I wanted to get some of this straight and list all the essential things that will probably be common to every NES program. There's a lot of good information at nesdev about the 6502 and the NES in particular, but not a lot of practical data for new programs from what I've seen. This forum is the best place for practical info but sometimes it takes some digging!
Anyway, if you want to get picky I'm sure that not all of these things are absolutely necessary, but what I'm looking for is stuff that makes good sense in most situations, such that you could make a pretty good shell of a program from it. A starting template. This is all going to be obvious to the regulars but I thought it might be helpful to lay it out for myself and for others starting out.

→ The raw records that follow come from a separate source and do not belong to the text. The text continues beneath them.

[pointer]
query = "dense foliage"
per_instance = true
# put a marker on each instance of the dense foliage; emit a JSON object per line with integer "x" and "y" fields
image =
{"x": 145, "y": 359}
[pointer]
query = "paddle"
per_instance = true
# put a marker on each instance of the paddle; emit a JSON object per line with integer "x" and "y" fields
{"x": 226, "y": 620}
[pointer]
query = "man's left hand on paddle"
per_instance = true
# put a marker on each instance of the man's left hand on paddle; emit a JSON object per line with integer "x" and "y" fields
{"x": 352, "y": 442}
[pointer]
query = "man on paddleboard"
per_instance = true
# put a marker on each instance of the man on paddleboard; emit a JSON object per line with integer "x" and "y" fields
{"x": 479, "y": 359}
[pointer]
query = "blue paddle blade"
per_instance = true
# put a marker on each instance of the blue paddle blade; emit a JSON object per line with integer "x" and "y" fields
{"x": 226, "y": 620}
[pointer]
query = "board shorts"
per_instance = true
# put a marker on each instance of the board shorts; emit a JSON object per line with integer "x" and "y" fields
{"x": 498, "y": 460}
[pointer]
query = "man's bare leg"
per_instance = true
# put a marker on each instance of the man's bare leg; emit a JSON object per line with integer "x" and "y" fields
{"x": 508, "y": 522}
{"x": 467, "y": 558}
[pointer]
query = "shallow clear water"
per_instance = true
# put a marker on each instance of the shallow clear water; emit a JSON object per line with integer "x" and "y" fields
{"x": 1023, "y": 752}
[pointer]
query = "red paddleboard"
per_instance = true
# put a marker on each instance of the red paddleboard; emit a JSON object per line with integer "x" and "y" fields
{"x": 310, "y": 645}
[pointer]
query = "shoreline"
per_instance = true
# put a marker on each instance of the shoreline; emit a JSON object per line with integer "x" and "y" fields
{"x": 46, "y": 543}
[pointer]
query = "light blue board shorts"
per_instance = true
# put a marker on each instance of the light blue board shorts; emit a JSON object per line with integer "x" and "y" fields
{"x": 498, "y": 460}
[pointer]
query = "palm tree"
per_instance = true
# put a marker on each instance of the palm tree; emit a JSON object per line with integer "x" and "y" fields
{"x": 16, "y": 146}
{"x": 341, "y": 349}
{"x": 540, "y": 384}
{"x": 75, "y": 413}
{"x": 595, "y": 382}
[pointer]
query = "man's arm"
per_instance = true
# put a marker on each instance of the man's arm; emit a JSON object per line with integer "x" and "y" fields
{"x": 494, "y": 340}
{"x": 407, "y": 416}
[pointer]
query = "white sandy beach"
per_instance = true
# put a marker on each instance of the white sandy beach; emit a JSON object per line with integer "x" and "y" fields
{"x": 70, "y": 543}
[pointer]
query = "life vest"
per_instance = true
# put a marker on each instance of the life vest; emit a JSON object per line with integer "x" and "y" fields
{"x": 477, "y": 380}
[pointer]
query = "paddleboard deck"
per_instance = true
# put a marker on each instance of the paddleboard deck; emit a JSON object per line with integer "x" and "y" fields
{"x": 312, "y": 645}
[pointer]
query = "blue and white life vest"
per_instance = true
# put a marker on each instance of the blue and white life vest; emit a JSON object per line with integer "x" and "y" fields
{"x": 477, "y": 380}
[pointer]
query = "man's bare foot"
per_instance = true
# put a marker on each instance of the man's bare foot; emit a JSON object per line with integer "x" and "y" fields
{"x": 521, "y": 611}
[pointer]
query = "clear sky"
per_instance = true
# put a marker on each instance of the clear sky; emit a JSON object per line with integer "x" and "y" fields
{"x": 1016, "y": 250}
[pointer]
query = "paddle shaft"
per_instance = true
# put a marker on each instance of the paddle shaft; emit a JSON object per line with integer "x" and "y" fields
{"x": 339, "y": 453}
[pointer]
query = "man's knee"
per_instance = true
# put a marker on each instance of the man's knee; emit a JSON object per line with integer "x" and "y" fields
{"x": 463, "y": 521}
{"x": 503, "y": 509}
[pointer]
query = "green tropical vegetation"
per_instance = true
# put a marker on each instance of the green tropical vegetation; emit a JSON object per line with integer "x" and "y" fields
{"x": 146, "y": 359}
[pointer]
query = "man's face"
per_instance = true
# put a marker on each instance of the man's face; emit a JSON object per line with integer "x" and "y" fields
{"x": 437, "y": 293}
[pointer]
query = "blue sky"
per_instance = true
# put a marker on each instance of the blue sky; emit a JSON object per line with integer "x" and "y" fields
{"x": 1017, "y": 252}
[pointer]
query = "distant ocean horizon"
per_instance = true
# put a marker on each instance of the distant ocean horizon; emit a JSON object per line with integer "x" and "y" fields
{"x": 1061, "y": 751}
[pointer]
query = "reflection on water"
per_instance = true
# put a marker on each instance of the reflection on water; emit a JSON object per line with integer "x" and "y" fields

- First off you're going to want to use the reset interrupt to initialize everything. The wiki includes good init code for this. This includes ignoring IRQs, disabling decimal mode, waiting two vblanks, resetting the stack pointer, and resetting all RAM to 0.
- You will want to initialize your graphics, input and sound in some way; this depends on the type of program but you may as well set up the jsrs and labels. Don't forget to turn off the display and disable VBLANK before that first write.
- Similarly you'll have subroutines in a main loop for graphics, input and sound. The main loop will be set up to repeat infinitely.
- At the end of your PRG-ROM, pad out to $FFFA and store the pointers to vblank, reset and irq.
- Include your CHR-ROM seperately after PRG-ROM, and make sure you have a standard iNES header.
- You will want to declare at least two general use temporary variables on the zero page. Additionally you'll probably want an additional two bytes for a temporary address to use as a pointer. This is the bare minimum.
- NMI will probably be used in some way. Have an incrementing variable for timekeeping, and if you plan to do anything with the registers, set up three extra temp bytes on the zero page for backing them up.
- You will want a whole page of RAM for DMA sprite transfer. Might as well make this page $0200. Initialize every byte to $FF to make sure nothing is visible.
- A system for dealing with more than 8 sprites per scanline is not manditory but probable, so consider how you will accomplish this.
- Your input handler will probably not deal with each key "on the fly." Declare a variable to store the state of every button and another to store the previous state of every button. In your handler, strobe the joypad and read the data out into your variable, then deal with each button from there.
- This is more general, but it is good game coding practice to have an object system for organizing your sprites and their movement logic. Height and width in tiles and which tiles to use will be needed for defining objects. X and Y position, velocity, and a number of flags are some of the standard bits of information you will need for active instances of those objects.
Did I get any of that wrong? Did I miss anything that should be common to most programs? Something might be said of nametables and pattern tables, and there is more general info that you could include depending on if the game is a platformer, uses scrolling etc.
Just looking for good, time-saving general advice.
Anyway, if you want to get picky I'm sure that not all of these things are absolutely necessary, but what I'm looking for is stuff that makes good sense in most situations, such that you could make a pretty good shell of a program from it. A starting template. This is all going to be obvious to the regulars but I thought it might be helpful to lay it out for myself and for others starting out.
- First off you're going to want to use the reset interrupt to initialize everything. The wiki includes good init code for this. This includes ignoring IRQs, disabling decimal mode, waiting two vblanks, resetting the stack pointer, and resetting all RAM to 0.
- You will want to initialize your graphics, input and sound in some way; this depends on the type of program but you may as well set up the jsrs and labels. Don't forget to turn off the display and disable VBLANK before that first write.
- Similarly you'll have subroutines in a main loop for graphics, input and sound. The main loop will be set up to repeat infinitely.
- At the end of your PRG-ROM, pad out to $FFFA and store the pointers to vblank, reset and irq.
- Include your CHR-ROM seperately after PRG-ROM, and make sure you have a standard iNES header.
- You will want to declare at least two general use temporary variables on the zero page. Additionally you'll probably want an additional two bytes for a temporary address to use as a pointer. This is the bare minimum.
- NMI will probably be used in some way. Have an incrementing variable for timekeeping, and if you plan to do anything with the registers, set up three extra temp bytes on the zero page for backing them up.
- You will want a whole page of RAM for DMA sprite transfer. Might as well make this page $0200. Initialize every byte to $FF to make sure nothing is visible.
- A system for dealing with more than 8 sprites per scanline is not manditory but probable, so consider how you will accomplish this.
- Your input handler will probably not deal with each key "on the fly." Declare a variable to store the state of every button and another to store the previous state of every button. In your handler, strobe the joypad and read the data out into your variable, then deal with each button from there.
- This is more general, but it is good game coding practice to have an object system for organizing your sprites and their movement logic. Height and width in tiles and which tiles to use will be needed for defining objects. X and Y position, velocity, and a number of flags are some of the standard bits of information you will need for active instances of those objects.
Did I get any of that wrong? Did I miss anything that should be common to most programs? Something might be said of nametables and pattern tables, and there is more general info that you could include depending on if the game is a platformer, uses scrolling etc.
Just looking for good, time-saving general advice.